2.       Look for links

A good point will link up different points from throughout the two poems that are related in some way. However, a link doesn’t just have to join up things that do the same job – you can draw links between ideas are the complete opposite or each other. In point two above, for example, you can see that there is a similarity in that there is a sense of sadness created in both poems but the point then goes on to explore the important ways in which these poems are different.
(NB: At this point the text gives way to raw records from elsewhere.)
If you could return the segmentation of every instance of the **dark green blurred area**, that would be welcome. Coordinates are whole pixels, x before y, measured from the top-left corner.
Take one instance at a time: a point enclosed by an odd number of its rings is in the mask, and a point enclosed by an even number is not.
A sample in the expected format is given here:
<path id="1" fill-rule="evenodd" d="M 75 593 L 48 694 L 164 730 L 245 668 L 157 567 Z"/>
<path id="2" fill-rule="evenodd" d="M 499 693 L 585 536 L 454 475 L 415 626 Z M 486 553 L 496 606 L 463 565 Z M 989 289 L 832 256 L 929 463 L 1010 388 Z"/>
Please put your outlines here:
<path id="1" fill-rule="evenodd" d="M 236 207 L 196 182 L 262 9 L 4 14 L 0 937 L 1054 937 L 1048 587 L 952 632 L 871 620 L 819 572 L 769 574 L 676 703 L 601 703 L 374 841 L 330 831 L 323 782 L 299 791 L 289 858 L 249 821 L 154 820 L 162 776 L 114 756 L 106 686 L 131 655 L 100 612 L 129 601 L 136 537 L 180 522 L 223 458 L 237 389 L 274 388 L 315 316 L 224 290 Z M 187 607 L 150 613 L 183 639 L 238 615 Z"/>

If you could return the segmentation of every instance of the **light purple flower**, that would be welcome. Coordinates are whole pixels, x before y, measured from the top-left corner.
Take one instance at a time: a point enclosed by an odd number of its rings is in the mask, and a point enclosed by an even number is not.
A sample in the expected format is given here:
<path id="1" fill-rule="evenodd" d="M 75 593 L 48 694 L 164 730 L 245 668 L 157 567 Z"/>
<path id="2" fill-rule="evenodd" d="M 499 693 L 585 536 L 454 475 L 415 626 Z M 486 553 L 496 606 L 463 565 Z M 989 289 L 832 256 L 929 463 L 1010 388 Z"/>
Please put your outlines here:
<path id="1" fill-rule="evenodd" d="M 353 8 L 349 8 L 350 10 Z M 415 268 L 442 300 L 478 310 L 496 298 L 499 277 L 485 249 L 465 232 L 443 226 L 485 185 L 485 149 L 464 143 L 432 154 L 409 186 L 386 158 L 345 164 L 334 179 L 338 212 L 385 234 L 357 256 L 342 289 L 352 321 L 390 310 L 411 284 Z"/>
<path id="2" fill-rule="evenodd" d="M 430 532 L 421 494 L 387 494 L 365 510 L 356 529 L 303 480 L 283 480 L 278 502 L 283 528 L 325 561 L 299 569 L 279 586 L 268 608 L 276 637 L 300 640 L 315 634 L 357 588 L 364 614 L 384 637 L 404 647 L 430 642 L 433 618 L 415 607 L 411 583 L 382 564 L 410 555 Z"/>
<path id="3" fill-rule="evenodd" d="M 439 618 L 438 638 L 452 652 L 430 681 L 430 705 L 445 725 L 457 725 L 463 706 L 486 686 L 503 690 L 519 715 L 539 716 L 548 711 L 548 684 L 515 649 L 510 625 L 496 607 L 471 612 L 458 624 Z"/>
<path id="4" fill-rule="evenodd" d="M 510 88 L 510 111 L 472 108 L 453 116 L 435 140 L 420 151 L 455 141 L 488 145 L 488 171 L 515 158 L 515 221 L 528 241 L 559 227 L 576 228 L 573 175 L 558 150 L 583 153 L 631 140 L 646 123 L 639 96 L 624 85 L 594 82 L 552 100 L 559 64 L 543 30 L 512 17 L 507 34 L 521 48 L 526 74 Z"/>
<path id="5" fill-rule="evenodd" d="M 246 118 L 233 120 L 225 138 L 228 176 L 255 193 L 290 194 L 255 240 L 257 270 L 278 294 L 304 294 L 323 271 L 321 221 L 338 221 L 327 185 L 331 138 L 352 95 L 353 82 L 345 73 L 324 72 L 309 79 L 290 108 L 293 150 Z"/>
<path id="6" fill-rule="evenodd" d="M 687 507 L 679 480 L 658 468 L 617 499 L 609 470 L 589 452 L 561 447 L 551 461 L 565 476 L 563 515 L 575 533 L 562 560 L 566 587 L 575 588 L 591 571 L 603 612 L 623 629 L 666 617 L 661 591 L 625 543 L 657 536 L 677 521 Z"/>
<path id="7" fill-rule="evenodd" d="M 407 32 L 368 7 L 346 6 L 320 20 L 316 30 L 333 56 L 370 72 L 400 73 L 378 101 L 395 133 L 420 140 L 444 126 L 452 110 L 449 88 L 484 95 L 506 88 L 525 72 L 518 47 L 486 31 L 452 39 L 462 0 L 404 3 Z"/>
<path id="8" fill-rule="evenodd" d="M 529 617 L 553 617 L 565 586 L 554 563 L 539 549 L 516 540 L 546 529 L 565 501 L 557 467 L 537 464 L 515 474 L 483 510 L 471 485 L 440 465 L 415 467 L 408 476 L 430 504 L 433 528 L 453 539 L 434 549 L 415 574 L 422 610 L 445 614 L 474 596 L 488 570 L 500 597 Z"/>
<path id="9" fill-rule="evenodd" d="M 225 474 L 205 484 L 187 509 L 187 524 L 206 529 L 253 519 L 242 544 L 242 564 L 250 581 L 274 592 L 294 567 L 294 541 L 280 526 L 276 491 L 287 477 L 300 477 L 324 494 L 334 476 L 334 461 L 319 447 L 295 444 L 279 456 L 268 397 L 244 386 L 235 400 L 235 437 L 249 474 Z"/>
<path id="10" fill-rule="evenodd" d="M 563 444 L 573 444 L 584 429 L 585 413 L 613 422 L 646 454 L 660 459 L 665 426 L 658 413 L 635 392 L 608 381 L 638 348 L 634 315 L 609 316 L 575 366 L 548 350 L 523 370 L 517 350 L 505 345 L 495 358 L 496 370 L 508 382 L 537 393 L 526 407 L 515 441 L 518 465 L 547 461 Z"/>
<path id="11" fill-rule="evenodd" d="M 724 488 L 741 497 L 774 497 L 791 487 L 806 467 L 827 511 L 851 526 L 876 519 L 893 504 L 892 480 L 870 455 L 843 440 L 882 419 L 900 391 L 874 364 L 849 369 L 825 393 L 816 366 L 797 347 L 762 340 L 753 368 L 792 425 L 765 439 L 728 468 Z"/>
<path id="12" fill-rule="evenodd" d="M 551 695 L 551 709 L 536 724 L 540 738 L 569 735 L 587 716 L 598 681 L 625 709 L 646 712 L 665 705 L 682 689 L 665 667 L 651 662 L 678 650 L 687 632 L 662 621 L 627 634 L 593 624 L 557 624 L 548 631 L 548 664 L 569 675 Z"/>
3.       Variety of evidence

Commenting on how the connotations of words, their sounds, their complexity, their length, etc, all work together to create a certain effect. See the examples on the ‘Making Points’ page.


4.       Be interesting

You should attempt to make some interesting, unusual or unexpected points to make the examiner think that you’ve really understood what’s going on. This can be hard because these poems are fairly straightforward but you could try to comment on the lives of the poets or the historical context at the time of writing which may have influenced the poem.


Another good way of making interesting points is by pointing out how two things are superficially different but at a deeper level very similar. Or, alternatively, how things are superficially similar but at a deeper level very different.


One final way of making good points is to understand that some things can be interpreted in a number of ways and to point out the existence of and evidence for both interpretations. A really good candidate will sometimes go on to explain why the poet may have wanted to leave their poem ambiguous (i.e. with more than one meaning).